The government paid $7,900 for 24 cows and other livestock that farmers claimed had been killed by wolves since 1991. One pair of wolves learned it was easier to kill newborn calves than to hunt wildlife; they got 10 before they were recaptured and returned to captivity.
While captive-bred wolves may have lost some of their innate fear of humans, biologists had hoped the wild-born pups would have the necessary reticence to avoid trouble. That was not to be. One litter of pups was found dead, apparently of the canine parvovirus. Others had to be removed when their parents died or were recaptured.
The four remaining wolves--two adults and two pups--will be returned either to the North Carolina refuge or to captivity.

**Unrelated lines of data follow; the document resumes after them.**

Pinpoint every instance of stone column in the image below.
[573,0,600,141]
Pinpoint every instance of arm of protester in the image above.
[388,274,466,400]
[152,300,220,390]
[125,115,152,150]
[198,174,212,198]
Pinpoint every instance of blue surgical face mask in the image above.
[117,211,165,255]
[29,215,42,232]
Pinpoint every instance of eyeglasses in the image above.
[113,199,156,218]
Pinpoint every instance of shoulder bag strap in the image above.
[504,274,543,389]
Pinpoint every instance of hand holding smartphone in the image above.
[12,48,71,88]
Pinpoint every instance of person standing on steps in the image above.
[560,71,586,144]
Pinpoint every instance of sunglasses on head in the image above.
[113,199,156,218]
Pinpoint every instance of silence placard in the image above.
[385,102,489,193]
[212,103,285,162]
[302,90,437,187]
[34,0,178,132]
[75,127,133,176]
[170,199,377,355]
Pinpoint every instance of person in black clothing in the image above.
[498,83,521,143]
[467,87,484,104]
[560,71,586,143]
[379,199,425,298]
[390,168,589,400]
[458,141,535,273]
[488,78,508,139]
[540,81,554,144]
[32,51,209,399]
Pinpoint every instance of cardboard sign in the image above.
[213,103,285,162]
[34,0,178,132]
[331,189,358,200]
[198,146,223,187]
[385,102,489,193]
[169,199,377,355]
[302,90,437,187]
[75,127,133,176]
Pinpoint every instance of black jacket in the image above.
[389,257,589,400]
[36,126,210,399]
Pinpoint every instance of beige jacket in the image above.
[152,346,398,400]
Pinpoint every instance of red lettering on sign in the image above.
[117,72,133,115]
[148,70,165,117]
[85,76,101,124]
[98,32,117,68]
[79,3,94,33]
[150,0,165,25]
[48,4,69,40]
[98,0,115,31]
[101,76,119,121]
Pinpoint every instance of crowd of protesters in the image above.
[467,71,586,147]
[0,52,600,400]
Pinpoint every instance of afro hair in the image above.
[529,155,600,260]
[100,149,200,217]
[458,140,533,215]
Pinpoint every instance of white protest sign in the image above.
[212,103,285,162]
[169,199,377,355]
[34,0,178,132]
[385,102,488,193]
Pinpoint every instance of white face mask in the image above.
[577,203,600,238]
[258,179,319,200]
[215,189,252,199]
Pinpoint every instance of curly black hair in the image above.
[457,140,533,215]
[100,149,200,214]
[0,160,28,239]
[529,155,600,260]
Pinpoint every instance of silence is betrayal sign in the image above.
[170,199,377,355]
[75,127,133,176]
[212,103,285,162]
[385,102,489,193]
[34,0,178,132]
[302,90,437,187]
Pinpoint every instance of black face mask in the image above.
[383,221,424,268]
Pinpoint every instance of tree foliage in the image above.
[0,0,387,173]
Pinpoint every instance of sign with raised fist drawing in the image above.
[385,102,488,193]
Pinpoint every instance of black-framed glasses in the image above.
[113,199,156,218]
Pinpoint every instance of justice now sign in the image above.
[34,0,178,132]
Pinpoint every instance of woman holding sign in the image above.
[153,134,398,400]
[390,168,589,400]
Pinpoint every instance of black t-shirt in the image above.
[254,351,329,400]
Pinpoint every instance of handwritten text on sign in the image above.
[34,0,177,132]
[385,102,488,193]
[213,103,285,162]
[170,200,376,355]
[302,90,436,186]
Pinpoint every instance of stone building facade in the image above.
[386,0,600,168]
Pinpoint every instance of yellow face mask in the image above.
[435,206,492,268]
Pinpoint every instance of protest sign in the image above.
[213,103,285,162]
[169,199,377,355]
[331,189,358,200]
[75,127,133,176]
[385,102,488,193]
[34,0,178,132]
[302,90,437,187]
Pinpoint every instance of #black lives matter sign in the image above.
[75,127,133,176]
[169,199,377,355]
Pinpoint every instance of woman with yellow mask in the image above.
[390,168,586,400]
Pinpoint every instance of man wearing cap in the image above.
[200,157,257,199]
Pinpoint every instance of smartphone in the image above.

“I kind of hate to see it happen,” says Lucash. “I’m from the mountains. I would have loved to have wolves here in the Smokies. It would have been a great place to have wolves, but unfortunately the biology doesn’t support it.”
Federal wildlife officials are searching for a more suitable place to try red wolves again, mulling over 26 parks or forests in the East with at least 170,000 acres. They insist that the Smokies effort, which cost $130,000 annually, was not a failure.
“It was certainly within the known range of the species,” says Richard Hannan, deputy chief of endangered species for the wildlife service. “We felt we had a land base and a prey base that would support the species.
“This is not like engineering or physics,” he says. Biologists had little opportunity to study red wolves in the wild, since they were on the brink of extinction.
“If this species is going to survive,” Hannan says, “it’s only going to be through the intervention of humans. Literally the fate of this species is in our hands.”